I didn’t have a business plan. I didn’t even know what one was to be honest. I hadn’t even told my bank manager at Barclays that I’d left the security of a full-time job to go it alone. But it was ok, it was Jeff and he was good-as-gold. I’d been with Jeff since I opened my student account at University, he was the one who’d given me my free Parker Pen – I’d always wanted one, thanks Jeff. I digress. Here’s what happened next…
Day one in business
First day, I met an eccentric woman in the local typesetters (pre-computer age), who said she had loads of work and offered me a desk in her office in exchange for cut-price graphic design work. Seemed like a no-brainer. I’d also just got news of a job offer from Somerset College of Arts and Technology, I was to be their new visiting lecturer (I knew I’d nailed that interview!). I was sorted. And that was all before lunchtime.
Speaking of lunch, I headed to the Shakespeare pub (next to the Arnolfini and opposite the typesetters). Cheese toastie and a shandy (told you I remember it like it was yesterday). It was here that I met a right funky woman called Diana Porter, she ran a local theatre company called Avon Touring. After securing a new home for the company in Montpelier, she was about to trawl the Yellow Pages (no World Wide Web back then kids) for a design agency. No need! That was my first commission: The Albany Centre.
Seat of your pants stuff
I was loving my new-found lifestyle. But I’ve pretty much always done things by the seat of my pants. What can I say? I’m a let’s just do this and see what happens kind of gal. Some would say this is foolish or just plain stupid, I say it’s fearless naivety or feckless gambling. But I can’t help it, it’s in my DNA. My father was a coal miner – a blacksmith farrier down the pit – so you could say I’ve been indoctrinated with a strike while the iron’s hot mantra all my life.
It’s a mantra that would influence my many antics, including last summer when I was involved in the start-up of a seafood shack: Carol’s Crab Kitchen. We had the name, logo, plan, menu, test kitchen, crab sourcing, and crab indoctrination down in just three short weeks. I designed the logo on a neat little notepad while lying in bed at the Dean Street Townhouse hotel, Soho (see pic).
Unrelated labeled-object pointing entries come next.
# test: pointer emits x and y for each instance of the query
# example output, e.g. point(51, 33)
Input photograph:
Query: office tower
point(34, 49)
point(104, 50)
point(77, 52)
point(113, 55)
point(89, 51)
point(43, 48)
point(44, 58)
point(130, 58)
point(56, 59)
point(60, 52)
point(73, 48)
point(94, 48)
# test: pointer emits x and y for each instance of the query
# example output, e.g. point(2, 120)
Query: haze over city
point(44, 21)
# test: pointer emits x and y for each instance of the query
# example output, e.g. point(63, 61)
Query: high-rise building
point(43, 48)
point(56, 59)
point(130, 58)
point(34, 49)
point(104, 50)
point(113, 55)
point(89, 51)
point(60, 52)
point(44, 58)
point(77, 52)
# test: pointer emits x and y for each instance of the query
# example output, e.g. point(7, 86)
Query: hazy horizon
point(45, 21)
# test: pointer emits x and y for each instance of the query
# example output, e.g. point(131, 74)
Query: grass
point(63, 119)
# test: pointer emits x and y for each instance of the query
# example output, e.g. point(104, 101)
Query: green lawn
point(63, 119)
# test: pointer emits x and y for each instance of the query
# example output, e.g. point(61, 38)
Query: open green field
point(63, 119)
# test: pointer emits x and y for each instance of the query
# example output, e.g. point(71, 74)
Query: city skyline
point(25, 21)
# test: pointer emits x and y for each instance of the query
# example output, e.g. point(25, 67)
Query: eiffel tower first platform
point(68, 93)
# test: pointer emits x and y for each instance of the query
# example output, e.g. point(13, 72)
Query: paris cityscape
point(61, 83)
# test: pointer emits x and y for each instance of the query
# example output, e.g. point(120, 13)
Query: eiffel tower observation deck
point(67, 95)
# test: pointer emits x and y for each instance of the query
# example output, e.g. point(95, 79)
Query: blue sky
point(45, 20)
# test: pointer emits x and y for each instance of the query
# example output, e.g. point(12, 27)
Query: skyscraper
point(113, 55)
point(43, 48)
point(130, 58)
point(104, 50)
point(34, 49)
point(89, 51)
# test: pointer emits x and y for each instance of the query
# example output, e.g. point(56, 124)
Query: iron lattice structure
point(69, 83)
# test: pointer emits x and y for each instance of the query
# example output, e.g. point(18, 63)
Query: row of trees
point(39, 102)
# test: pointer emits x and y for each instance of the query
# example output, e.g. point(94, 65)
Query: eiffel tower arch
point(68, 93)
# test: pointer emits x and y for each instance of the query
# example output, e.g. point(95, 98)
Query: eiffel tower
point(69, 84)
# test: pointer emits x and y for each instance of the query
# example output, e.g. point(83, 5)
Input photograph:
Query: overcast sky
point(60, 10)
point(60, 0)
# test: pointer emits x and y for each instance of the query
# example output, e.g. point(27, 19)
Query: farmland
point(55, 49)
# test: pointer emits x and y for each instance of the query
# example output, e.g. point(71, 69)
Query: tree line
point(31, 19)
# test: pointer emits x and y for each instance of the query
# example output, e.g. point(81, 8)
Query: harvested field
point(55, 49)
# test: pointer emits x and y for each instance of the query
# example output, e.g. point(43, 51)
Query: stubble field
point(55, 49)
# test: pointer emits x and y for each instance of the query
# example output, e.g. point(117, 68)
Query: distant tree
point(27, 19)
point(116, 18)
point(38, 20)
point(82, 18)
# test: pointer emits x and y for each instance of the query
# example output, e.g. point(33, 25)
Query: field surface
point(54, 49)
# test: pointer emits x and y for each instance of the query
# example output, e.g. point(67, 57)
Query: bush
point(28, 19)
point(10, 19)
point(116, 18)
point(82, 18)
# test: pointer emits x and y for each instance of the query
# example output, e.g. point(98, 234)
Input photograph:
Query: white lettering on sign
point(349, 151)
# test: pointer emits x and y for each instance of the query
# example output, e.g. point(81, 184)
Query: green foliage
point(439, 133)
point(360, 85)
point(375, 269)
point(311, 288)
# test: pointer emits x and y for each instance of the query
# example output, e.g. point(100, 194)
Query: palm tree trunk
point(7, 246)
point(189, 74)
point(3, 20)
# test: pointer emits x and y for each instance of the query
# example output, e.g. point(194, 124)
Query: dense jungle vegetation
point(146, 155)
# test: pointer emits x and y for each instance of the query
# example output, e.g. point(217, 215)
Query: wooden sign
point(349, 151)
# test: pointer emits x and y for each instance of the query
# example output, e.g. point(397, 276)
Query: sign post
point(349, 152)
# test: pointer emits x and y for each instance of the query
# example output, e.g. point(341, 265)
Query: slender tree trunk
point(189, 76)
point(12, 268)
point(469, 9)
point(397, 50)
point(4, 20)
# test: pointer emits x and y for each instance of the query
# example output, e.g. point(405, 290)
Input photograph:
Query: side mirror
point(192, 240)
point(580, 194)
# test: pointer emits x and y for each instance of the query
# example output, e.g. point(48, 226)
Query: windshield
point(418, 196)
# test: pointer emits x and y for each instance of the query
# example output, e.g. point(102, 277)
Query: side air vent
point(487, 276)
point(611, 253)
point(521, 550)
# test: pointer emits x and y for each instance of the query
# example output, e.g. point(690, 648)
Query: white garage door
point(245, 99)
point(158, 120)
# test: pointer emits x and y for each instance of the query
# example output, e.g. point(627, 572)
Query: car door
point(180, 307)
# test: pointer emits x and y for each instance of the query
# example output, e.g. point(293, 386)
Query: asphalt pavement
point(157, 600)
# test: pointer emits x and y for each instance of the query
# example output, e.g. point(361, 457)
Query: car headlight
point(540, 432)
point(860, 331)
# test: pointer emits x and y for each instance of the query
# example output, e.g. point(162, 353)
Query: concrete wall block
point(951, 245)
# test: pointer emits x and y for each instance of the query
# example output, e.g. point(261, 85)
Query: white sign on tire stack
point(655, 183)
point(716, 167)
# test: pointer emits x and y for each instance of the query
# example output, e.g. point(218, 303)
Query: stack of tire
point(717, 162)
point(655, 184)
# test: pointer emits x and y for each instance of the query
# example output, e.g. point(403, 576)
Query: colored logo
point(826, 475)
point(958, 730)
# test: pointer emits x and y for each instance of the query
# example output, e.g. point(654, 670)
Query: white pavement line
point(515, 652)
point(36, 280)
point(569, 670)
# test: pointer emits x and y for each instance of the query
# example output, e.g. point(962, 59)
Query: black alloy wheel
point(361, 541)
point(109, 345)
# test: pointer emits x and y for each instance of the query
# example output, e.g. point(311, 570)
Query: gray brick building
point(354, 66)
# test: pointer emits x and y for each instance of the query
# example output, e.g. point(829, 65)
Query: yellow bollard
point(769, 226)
The launch was a success. Three months later we were voted one of Bristol’s hottest cheap eats. By October we were in the top-ten mega sandwiches in Bristol – Carol’s Crab Kitchen was flying.
When things go south
Sadly, things weren’t flying for long. Business started to take a dive when unfortunately I got sick while abroad and ended up stuck in Palm Springs, California for six weeks, at which time there was no one back at the shack being totally crabilious!
Consistency of service and product played a key part in the downfall. We couldn’t get past the Bristol chef divas, who only wanted to cook what they wanted to cook and weren’t interested in developing stuff with an enthusiastic amateur. I didn’t want to put my name and reputation on the line for something that seemed to be sabotaged by a few randoms. If I was 31 and not 61, I might’ve cooked myself and been ‘Carol-three-jobs’ and gone for it. But that was never our plan. I believe we were ahead of our time and in the wrong part of Bristol – when we launched, a vast storage-container-based restaurant quarter had also opened on the Bristol docks, it killed our trade in upper Southville.
The most important thing is that we did it. We went with our gut and what we delivered was flippin’ tasty and people loved it. I’m so glad we gave it a go and I enjoyed putting immense effort behind it. Working with the wonderful Gatt family in the venture was a real pleasure too – something I’ll reincarnate one day (thank you to the Gatts).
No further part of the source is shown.